Steven Pinker en su libro La Tabla Rasa, menciona que al poeta y premio Nobel de literatura (1948) T. S. Eliot le preocupaba que «un sistema que clasificara a las personas por su capacidad desorganizaría la sociedad civil, porque rompería los vínculos de clase y tradición en ambos extremos de la escalera social. En un extremo, fragmentaría las comunidades de las clases trabajadoras, dividiéndolas en función del talento. En el otro, eliminaría el principio de «nobleza obliga» de las clases altas, pues ahora se habrían «ganado» su éxito y no serían responsables ante nadie, en vez de heredarlo y estar obligados a ayudar a los menos afortunados». Curioso razonamiento del que en este momento me quedo con la expresión «nobleza obliga», porque hubo un tiempo en que el mérito de la aristocracia no era el esfuerzo o el talento, sino la el hecho metafísico de ser noble y, en consecuencia, presentarse como ejemplo y garante del bienestar de la gente.
Por otra parte, nuestro filósofo Javier Gomá, en su libro Ejemplaridad Pública, deja perlas como estas:
«La cultura es la propuesta de un tipo humano digno de ser generalizado a todos los miembros de la comunidad»
Y especialmente:
«Un hombre ejemplar es una individualidad que ha sabido encontrar un sentido a su vida precisamente en el proceso de socializarla.»
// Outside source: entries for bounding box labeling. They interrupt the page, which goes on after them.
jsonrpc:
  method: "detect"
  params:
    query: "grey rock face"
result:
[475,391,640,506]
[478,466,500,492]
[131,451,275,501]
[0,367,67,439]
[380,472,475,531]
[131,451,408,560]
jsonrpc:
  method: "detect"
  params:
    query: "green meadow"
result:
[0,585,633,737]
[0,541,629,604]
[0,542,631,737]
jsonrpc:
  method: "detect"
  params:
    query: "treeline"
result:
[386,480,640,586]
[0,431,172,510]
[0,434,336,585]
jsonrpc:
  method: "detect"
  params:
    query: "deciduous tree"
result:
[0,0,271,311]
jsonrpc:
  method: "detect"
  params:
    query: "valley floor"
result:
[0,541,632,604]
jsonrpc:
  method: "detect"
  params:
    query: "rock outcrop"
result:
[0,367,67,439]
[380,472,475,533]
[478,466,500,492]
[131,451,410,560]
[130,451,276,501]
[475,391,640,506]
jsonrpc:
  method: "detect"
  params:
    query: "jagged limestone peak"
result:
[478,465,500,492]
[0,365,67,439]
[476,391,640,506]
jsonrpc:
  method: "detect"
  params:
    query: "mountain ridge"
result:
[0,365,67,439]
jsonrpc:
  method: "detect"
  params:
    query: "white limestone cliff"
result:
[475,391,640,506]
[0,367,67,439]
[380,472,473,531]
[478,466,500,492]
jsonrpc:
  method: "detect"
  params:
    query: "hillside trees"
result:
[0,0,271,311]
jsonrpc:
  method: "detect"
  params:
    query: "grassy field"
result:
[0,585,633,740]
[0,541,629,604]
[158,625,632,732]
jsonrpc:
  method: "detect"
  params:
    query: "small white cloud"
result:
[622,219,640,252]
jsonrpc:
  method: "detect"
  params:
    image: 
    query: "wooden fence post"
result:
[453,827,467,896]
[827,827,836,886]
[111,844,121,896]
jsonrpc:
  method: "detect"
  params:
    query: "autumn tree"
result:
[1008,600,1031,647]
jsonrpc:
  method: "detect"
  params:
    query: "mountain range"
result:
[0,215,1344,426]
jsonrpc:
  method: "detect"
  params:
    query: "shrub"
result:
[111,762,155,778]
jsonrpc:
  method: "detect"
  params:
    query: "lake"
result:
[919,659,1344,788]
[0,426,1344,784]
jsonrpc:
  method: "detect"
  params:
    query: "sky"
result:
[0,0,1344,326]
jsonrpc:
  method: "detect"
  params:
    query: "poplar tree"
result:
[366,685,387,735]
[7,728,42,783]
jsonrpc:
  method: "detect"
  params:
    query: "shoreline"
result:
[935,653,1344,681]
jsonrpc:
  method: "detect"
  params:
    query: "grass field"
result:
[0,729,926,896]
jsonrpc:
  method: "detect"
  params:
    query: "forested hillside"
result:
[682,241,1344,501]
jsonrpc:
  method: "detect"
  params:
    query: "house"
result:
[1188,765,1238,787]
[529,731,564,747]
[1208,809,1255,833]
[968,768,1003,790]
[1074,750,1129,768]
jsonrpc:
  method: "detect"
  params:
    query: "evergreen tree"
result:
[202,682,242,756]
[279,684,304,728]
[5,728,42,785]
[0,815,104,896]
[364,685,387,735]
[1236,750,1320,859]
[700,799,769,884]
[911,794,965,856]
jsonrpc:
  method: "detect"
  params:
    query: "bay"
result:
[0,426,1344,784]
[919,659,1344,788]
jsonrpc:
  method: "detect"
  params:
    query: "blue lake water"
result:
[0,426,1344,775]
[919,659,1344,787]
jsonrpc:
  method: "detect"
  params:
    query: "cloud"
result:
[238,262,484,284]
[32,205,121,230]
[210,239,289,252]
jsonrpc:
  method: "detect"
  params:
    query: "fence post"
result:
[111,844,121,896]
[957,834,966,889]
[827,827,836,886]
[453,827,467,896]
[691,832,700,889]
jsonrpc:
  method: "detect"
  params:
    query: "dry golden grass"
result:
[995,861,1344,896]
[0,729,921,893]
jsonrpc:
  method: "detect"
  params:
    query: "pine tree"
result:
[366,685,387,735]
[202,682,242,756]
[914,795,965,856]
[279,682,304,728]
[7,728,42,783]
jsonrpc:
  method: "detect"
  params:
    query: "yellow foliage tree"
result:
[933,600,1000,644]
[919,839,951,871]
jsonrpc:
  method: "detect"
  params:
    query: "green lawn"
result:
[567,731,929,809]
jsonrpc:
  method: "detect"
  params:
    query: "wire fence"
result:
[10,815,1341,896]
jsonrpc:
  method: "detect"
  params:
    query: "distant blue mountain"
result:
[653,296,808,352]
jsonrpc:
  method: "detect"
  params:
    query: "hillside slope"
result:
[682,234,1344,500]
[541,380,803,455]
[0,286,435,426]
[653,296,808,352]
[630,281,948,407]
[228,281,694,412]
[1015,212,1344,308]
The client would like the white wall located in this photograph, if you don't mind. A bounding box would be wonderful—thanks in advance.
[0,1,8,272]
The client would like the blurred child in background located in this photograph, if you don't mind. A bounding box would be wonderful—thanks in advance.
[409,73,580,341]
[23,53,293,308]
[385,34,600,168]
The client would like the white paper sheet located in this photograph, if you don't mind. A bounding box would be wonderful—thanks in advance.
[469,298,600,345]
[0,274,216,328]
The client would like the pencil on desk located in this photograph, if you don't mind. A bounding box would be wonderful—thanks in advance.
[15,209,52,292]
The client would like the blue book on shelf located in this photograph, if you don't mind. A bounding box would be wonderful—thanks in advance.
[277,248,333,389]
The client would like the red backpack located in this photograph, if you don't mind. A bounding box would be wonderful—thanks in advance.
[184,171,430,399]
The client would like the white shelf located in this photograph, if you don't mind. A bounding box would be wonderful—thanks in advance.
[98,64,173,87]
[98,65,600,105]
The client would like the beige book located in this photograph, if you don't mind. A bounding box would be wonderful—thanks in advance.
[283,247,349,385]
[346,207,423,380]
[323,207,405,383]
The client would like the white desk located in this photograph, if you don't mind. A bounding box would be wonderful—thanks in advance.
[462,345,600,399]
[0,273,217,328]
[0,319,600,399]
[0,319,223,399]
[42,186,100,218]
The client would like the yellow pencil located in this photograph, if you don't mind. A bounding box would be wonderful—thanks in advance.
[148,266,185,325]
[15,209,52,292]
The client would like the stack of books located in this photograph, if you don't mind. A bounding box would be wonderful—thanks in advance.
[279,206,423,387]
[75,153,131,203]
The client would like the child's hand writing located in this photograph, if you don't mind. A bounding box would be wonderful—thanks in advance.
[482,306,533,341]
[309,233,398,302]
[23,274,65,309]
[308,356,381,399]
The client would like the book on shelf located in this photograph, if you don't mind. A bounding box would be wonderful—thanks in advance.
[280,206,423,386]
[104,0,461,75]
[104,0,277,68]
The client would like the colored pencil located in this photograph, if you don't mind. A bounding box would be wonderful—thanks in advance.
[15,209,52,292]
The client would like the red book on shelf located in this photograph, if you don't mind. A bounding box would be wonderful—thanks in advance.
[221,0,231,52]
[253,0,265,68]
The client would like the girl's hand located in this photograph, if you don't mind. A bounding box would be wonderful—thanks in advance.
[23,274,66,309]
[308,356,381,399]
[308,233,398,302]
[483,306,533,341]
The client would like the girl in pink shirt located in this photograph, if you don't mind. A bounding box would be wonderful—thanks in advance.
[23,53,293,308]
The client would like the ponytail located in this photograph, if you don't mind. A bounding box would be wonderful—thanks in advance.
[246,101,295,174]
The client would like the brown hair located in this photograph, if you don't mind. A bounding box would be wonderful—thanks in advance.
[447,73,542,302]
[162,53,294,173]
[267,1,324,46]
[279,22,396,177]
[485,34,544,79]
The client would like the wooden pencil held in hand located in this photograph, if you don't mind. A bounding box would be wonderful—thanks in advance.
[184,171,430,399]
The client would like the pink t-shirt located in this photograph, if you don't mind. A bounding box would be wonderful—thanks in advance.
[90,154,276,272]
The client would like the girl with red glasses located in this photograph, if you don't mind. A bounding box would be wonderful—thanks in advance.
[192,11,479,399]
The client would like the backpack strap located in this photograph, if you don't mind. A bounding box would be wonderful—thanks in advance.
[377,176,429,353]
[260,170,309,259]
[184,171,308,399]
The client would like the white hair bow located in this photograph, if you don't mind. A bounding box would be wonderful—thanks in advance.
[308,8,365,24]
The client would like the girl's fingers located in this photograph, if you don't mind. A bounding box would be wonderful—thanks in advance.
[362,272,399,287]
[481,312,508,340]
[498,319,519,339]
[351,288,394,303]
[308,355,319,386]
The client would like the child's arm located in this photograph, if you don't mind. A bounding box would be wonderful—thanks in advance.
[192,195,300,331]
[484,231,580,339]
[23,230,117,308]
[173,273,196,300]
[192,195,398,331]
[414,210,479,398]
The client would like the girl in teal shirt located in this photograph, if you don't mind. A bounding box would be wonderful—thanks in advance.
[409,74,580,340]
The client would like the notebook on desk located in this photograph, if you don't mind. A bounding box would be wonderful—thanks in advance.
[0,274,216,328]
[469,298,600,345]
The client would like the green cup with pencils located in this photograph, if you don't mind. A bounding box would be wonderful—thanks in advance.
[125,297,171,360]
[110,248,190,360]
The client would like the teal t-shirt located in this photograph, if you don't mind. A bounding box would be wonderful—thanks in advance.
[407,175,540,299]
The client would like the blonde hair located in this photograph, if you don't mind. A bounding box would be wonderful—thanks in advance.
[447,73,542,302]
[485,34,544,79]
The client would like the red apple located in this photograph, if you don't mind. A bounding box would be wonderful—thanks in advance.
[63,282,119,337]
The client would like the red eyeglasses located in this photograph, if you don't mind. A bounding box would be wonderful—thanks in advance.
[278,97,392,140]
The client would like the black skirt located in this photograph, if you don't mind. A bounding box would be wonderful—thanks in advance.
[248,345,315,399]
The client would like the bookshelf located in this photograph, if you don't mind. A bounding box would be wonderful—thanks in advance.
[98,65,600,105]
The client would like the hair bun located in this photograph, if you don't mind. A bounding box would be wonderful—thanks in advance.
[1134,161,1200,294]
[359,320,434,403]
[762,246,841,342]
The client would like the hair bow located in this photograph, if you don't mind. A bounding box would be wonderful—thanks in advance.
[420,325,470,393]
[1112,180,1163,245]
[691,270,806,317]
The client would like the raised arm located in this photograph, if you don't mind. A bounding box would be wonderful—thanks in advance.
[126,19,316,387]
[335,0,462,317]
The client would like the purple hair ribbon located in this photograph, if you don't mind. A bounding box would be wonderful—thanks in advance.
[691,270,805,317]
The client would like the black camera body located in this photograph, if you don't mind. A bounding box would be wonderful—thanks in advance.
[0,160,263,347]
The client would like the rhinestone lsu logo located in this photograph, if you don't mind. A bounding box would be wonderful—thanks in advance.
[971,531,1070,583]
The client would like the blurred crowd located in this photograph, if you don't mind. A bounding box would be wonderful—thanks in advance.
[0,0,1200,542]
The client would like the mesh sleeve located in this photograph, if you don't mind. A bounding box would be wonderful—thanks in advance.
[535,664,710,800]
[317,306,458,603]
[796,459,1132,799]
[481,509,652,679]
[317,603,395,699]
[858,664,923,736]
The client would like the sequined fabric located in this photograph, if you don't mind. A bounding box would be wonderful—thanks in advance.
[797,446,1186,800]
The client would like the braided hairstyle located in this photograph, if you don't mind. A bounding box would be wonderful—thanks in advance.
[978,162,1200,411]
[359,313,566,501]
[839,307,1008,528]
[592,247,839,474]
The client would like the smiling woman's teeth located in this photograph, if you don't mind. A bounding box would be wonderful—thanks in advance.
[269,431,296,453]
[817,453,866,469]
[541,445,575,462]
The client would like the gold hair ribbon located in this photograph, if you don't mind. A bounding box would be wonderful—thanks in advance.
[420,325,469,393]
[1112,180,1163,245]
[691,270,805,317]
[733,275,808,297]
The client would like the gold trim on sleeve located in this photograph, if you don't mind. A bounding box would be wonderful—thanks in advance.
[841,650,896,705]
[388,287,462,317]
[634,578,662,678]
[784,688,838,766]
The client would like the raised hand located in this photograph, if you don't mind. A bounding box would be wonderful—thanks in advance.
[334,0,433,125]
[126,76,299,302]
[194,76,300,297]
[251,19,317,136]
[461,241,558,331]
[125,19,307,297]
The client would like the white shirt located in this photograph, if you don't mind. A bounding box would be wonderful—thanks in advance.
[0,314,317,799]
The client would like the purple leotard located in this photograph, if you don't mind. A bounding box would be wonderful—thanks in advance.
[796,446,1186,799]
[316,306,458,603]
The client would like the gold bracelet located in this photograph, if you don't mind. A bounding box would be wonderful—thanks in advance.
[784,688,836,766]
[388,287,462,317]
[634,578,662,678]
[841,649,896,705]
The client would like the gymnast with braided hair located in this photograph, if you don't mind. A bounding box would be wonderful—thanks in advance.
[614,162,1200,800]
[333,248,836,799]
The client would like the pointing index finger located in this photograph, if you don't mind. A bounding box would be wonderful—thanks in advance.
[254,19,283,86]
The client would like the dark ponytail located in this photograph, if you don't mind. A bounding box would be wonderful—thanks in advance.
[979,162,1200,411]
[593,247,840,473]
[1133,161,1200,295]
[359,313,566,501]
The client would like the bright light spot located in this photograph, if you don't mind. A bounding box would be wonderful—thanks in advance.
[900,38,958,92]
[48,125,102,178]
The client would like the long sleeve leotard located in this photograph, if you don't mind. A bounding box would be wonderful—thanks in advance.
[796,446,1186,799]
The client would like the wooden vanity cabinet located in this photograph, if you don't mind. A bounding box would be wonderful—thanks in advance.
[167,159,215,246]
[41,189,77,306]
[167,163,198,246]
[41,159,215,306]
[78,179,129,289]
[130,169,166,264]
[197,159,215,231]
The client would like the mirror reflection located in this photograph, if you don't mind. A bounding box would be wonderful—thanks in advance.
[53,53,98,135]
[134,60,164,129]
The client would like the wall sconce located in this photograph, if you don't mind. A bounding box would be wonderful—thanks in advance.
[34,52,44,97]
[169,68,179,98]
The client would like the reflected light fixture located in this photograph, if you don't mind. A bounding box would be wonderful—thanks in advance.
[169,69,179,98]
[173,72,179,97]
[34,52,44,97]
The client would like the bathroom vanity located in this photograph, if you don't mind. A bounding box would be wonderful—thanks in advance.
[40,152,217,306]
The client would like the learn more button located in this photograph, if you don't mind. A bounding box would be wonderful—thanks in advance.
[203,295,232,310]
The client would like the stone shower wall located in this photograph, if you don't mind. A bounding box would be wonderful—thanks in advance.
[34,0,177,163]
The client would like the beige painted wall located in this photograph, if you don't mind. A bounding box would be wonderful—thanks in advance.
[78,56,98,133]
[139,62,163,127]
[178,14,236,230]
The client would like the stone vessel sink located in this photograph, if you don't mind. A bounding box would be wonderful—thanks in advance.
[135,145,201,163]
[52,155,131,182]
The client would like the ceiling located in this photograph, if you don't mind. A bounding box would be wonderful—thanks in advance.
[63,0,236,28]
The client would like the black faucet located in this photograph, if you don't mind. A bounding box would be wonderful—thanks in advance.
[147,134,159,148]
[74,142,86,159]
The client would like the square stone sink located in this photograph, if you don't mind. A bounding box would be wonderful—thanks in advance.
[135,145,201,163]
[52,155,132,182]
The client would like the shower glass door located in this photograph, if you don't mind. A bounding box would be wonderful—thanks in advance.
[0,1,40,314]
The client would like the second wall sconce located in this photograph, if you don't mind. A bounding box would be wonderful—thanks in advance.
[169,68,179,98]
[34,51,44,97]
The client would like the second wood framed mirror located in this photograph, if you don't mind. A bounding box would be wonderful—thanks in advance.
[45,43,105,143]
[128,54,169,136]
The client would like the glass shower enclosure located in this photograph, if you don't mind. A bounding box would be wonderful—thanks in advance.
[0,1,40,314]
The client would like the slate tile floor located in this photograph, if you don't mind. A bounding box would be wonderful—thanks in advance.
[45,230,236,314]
En efecto, cuando el ser humano ya no puede responsabilizar a un dios de la atmósfera de dolor (algosfera) que crea con sus desvaríos o descuidos, tiene que aferrarse a la ejemplaridad para autoreferenciarse y no caer al vacío. Por eso es clave que los ejemplares humanos que tienen alta representación se comporten de forma ejemplar ante la necesidad de grandes sacrificios sociales.
En ese punto tengo que mostrar mi escándalo ante la huída vergonzosa del ex presidente Aznar a Marbella transportando potencialmente el virus en su bigote. Este hombre que ya dejó, con su gracia natural, aquella perla de «¿Quién te ha dicho a tí las copas de vino que yo tengo o no tengo que beber?», se convierte en el campeón de la insolidaridad con el pueblo que dirigió. Él pensará que es especial, pero, al mismo tiempo, no se siente obligado por la nobleza que cree tener. Es decir, reúne lo peor de la vulgaridad (que cumplan los demás) y de la nobleza (no me rebajo a cuidarte). No ha recibido los reproches que merece por esta traición a su pueblo (ahora las traiciones son así de cómodas e impunes). Lo despreciaré con una maldición antigua: «que los dioses te confundan».